Mit seinen wachsenden und blühenden Werken will Evor „Räume für Kontemplation und Ruhe schaffen“. Seine Naturkunst sieht der nachdenkliche Kreative auch als sozialen und politischen Beitrag zu einer besseren Welt. „Die Menschen spüren doch gar nichts mehr, mit ihrer rasenden Beschleunigung und dem unablässigen Konsum. Sie machen sich damit unglücklich.“ Selbst er schaffe es „viel zu selten, einfach mal abzuschalten“. Wenn er sich freinimmt, fährt er zum Durchatmen mit dem Rad durch die vielen Parks, entlang der Loire aufs Land oder in den „Jardin des Plantes“, den sieben Hektar großen botanischen Garten mit mehr als 100 Jahre alten Gewächshäusern. Hier denke er oft über neue Werke nach.

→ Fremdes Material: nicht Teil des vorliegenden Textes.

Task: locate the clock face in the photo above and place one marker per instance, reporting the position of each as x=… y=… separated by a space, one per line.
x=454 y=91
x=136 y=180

Inspiration findet Evor oft auch im Kulturzentrum „Lieu Unique“ („Einmaliger Ort“). In eine ehemalige Keksfabrik direkt am Wasser ist ein Kulturzentrum mit Café, Restaurant, Bibliothek, Ausstellungsraum, Hamam, Biergarten und Bootsanlege- stelle eingezogen. Im Flüsschen Erdre dümpeln farbenfroh angestrichene, holländische Frachtkähne im Schatten mächtiger Bäume. Ihre Bewohnerinnen und Bewohner haben sie zu Hausbooten umgebaut. Evor ist unterdessen schon wieder unterwegs zu seinem neuesten Projekt: ein 25 Meter hoher Baum als Ort der Begegnung für die Anwohnerinnen und Anwohner mehrerer Sozialwohnungsbauten auf der einstigen Arbeiter- und Industrie-Insel Île de Nantes. Um den Baum herum baut er „als Juwel“ für die Menschen eine Sitzbank, dekoriert mit Figuren aus Emaille.

Gleich um die Ecke geschieht Wundersames. „Mama, warum bewegt er sich nicht mehr?“, fragt ein kleines Mädchen auf dem Gelände des Kunstprojekts „Les Machines de l’Île“. „Keine Sorge“, tröstet die Mutter, „er schläft nur.“ Das Mädchen stutzt einen Moment. Dann nickt es zufrieden. Ihren großen, grauen Freund wird die Kleine morgen wiedersehen. Mit geschlossenen Augen ruht der rund zehn Meter hohe, mechanische Elefant unter dem Glasdach der „Maschinen der Insel“ in Nantes.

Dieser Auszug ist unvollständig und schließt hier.